En fait, il s’agit d’identifier qui est client de qui et donc par la même occasion le fournisseur dans le processus.
Ici les clients sont l’infirmière et le patient. Le fournisseur est le représentant de la société qui prépare les repas. On pourrait ajouter un acteur supplémentaire : le responsable financier. Ce dernier est à la fois client et fournisseur. Dans la mesure où on peut imaginer que le cahier des charges a été établi par son service, il est fournisseur d’information pour la société de restauration. A-t-il intégré les besoins des patients dans la demande formulée ?
La question à se poser est la suivante : compte tenu du budget consacré aux repas, que peut-on proposer aux patients qui les satisfassent tout en respectant les contraintes diététiques ? Il est possible que la question qui a été posée aie été de proposer un repas qui réponde aux contraintes diététiques et financières. Dans ce cas, le patient a été “oublié”.
Deux cas de figure extrêmes existent.
Soit il n’est pas possible de modifier la préparation des repas. Ils resteront fades et les patients devront s’en accommoder (néanmoins, il existe une marge de progrès évidente dans ce domaine qu’il faudra à un moment ou à un autre adresser).
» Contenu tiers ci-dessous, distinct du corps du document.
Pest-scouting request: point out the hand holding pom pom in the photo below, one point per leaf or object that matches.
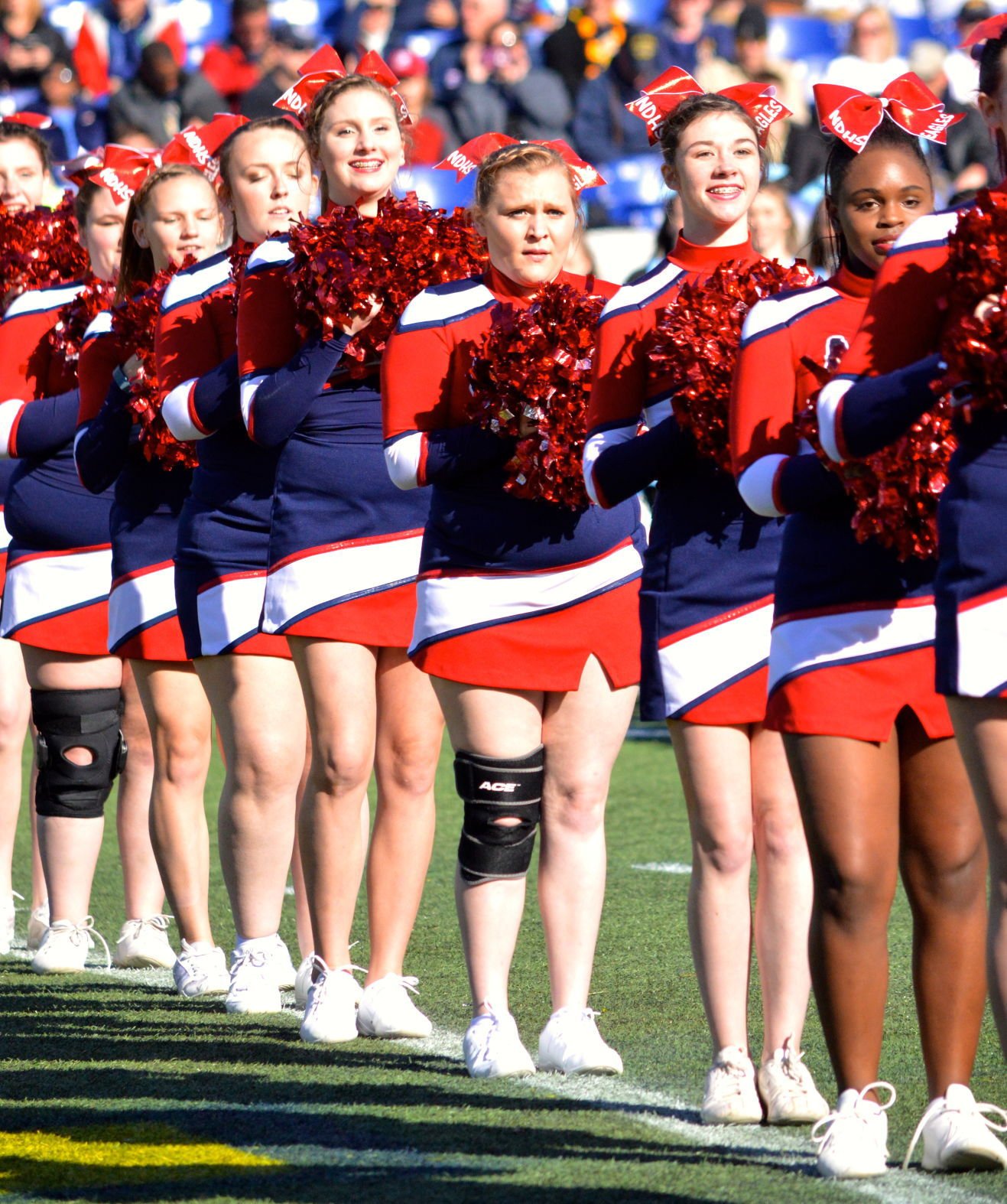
(531, 379)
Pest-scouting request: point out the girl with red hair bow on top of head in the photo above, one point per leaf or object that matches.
(707, 610)
(342, 568)
(172, 212)
(929, 306)
(870, 742)
(220, 564)
(526, 614)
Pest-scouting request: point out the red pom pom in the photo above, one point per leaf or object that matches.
(135, 322)
(696, 343)
(40, 249)
(897, 490)
(535, 361)
(977, 268)
(75, 317)
(344, 260)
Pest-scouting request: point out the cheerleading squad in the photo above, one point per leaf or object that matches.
(352, 480)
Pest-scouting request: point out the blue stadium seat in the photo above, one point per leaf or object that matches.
(437, 188)
(635, 194)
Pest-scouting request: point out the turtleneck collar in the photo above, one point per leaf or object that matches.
(692, 255)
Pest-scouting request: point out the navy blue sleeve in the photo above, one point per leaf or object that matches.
(807, 486)
(876, 411)
(460, 452)
(283, 400)
(622, 470)
(217, 399)
(46, 425)
(101, 447)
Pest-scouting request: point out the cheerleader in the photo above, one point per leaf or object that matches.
(172, 213)
(526, 623)
(222, 555)
(24, 175)
(341, 587)
(883, 388)
(870, 742)
(56, 607)
(705, 608)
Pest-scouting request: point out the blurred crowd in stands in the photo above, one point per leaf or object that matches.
(136, 71)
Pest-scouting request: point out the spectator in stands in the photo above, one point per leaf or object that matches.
(872, 59)
(427, 140)
(771, 226)
(28, 46)
(602, 129)
(77, 124)
(163, 98)
(112, 39)
(237, 64)
(451, 64)
(961, 69)
(585, 44)
(969, 159)
(502, 90)
(367, 25)
(291, 47)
Dans ce cas, il faut réduire les quantités en indiquant aux patients que s’ils n’ont pas assez, ils peuvent demander un supplément. On gardera au chaud quelques plateaux supplémentaires. Certains patients demanderont ce supplément mais la majorité ne le fera pas. Ainsi, on réduit les quantités préparées et donc le budget.
Soit il est possible de revoir les menus et de proposer des repas ayant plus de goût tout en respectant le budget. Dans ce cas, les patients seront satisfaits, s’alimenteront correctement, guériront plus vite et en parleront autour d’eux.
On peut évidemment combiner les deux propositions.
Une entreprise dans laquelle nous faisions une intervention a été confrontée à une situation similaire, à ceci prêt que la qualité des menus était reconnue par tous les membres de l’entreprise. Par contre, beaucoup de plateaux partaient à la vaisselle avec de nombreux aliments.
Il ne s’agissait pas d’un problème de qualité mais de quantité.
Après analyse, les quantités ont été réduites tout en permettant aux collaborateurs qui le souhaitaient de se resservir. Dans la réalité, peu de personnes l’ont fait laissant des assiettes vides en fin de repas.
Cela a représenté pour l’entreprise une économie importante dans le budget des achats qui a été réinvesti en partie dans des menus plus variés.
Résultat de l’opération : l’entreprise a réduit ses coûts et les collaborateurs ont vu une plus grande diversité dans les menus tout en maintenant un niveau de qualité aussi élevé.
La situation nous montre clairement que qualité et productivité peuvent être combinés et conduire à la fois à une réduction des coûts et une augmentation de la qualité. Le point de départ de la démarche consiste à identifier clairement les clients et leurs besoins.
C’est, en d’autres termes, mettre les bonnes lunettes pour voir la réalité telle qu’elle est.